Basic recommendations to avoid #ransomware attacks
CISA give us some guidance to avoid this raising trend:
Preparing for Ransomware
Maintain offline backups of data, and regularly test backup and restoration [CPG 7.3]. These practices safeguard an organization’s continuity of operations or at least minimize potential downtime from a ransomware incident and protect against data losses.
Ensure all backup data is encrypted, immutable (i.e., cannot be altered or deleted), and covers the entire organization’s data infrastructure.
Create, maintain, and exercise a basic cyber incident response plan and associated communications plan that includes response procedures for a ransomware incident [CPG 7.1, 7.2].
Mitigating and Preventing Ransomware
Restrict Server Message Block (SMB) Protocol within the network to only access servers that are necessary and remove or disable outdated versions of SMB (i.e., SMB version 1). Threat actors use SMB to propagate malware across organizations.
Require phishing-resistant MFA for as many services as possible [CPG 1.3]—particularly for webmail, VPNs, accounts that access critical systems, and privileged accounts that manage backups.
Review the security posture of third-party vendors and those interconnected with your organization. Ensure all connections between third-party vendors and outside software or hardware are monitored and reviewed for suspicious activity.
Implement allow-listing policies for applications and remote access that only allow systems to execute known and permitted programs.
Open document readers in protected viewing modes to help prevent active content from running.
Implement user training program and phishing exercises to raise awareness among users about the risks of visiting suspicious websites, clicking on suspicious links, and opening suspicious attachments. Reinforce the appropriate user response to phishing and spearphishing emails.

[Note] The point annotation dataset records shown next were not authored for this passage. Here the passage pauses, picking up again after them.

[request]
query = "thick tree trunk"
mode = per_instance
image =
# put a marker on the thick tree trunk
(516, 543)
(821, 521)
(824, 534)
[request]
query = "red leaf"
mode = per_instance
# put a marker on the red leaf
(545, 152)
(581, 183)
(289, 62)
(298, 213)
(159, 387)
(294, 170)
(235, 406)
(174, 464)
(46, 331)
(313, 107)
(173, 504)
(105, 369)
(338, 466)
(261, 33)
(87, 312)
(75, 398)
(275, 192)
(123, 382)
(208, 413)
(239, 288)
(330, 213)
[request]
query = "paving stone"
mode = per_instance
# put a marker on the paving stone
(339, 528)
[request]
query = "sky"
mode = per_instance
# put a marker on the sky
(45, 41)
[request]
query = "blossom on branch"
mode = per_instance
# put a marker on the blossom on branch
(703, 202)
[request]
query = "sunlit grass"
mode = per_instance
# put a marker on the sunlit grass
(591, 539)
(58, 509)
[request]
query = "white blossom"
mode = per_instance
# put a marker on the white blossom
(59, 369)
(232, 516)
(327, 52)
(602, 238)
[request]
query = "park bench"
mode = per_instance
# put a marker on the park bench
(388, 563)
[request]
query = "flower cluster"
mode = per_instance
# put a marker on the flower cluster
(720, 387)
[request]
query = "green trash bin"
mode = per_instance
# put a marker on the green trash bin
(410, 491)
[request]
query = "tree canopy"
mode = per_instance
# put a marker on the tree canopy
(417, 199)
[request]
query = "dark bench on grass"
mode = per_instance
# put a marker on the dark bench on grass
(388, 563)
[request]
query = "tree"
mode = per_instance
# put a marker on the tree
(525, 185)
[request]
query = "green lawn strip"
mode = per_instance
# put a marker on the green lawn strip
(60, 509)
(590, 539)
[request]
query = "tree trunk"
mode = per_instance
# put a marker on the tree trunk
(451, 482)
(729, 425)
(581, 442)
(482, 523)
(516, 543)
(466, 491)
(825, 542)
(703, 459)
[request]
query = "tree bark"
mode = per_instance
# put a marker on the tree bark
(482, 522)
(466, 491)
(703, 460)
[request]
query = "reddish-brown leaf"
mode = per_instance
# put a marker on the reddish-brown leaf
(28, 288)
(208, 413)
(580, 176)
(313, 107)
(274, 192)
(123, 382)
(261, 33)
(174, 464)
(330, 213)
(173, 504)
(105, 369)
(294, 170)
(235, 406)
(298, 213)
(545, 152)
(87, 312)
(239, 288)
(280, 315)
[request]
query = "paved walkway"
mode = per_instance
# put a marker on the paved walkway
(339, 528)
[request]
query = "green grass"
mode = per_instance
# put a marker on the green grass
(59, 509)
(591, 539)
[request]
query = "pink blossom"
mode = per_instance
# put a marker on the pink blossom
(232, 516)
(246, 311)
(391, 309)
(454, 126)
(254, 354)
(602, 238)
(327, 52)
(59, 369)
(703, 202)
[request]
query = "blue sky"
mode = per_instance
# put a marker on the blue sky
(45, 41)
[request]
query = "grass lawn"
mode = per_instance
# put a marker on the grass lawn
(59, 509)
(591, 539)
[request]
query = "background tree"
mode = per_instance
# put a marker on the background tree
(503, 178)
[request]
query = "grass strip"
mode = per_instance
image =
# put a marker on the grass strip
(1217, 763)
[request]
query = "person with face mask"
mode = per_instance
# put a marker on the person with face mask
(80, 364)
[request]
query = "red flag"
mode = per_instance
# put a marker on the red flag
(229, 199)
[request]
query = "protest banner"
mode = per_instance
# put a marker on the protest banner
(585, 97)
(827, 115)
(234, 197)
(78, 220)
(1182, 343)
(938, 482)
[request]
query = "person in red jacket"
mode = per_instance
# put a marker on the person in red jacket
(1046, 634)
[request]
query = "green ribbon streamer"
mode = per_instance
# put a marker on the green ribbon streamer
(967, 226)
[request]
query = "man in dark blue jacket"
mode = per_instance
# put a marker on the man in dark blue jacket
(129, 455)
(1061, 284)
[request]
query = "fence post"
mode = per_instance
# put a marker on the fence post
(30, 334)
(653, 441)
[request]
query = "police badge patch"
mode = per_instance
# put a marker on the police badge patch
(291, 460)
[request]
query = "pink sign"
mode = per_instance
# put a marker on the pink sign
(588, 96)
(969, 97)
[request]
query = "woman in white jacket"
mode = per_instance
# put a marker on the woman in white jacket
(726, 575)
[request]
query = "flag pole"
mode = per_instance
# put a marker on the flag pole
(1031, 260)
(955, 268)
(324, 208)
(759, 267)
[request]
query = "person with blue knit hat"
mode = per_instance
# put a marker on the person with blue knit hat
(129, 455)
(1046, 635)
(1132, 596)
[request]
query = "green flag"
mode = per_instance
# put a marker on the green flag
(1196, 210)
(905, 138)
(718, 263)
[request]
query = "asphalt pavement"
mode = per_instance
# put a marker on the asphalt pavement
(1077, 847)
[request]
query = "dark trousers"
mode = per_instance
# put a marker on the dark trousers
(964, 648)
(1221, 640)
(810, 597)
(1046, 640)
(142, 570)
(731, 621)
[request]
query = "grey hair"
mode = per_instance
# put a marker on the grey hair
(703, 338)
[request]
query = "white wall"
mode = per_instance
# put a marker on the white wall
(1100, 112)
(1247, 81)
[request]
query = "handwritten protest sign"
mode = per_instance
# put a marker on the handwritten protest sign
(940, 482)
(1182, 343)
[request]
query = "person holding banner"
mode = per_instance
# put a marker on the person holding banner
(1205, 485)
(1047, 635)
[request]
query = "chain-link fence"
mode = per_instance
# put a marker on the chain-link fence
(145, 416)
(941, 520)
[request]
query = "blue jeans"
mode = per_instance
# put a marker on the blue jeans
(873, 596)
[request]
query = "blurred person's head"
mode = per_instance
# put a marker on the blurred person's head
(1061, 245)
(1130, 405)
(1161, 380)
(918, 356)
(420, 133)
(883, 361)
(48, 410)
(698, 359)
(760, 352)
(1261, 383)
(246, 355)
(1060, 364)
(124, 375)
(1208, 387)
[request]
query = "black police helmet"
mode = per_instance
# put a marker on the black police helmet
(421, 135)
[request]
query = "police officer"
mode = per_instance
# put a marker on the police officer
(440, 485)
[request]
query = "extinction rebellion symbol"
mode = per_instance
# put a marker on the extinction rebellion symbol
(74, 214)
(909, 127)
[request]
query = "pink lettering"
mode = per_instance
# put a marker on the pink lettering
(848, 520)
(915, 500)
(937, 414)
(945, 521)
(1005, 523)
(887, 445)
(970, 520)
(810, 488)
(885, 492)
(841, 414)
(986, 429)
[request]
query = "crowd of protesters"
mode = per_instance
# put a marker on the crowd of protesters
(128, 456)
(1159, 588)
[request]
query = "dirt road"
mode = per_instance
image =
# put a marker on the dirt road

Use strong passwords [CPG 1.4] and avoid reusing passwords for multiple accounts. See CISA Tip Choosing and Protecting Passwords and the NIST’s Special Publication 800-63B: Digital Identity Guidelines for more information.
Require administrator credentials to install software [CPG 1.5].
Audit user accounts with administrative or elevated privileges and configure access controls with least privilege in mind [CPG 1.5].
Install and regularly update antivirus and antimalware software on all hosts.
Consider adding an email banner to messages coming from outside your organizations.
Disable hyperlinks in received emails.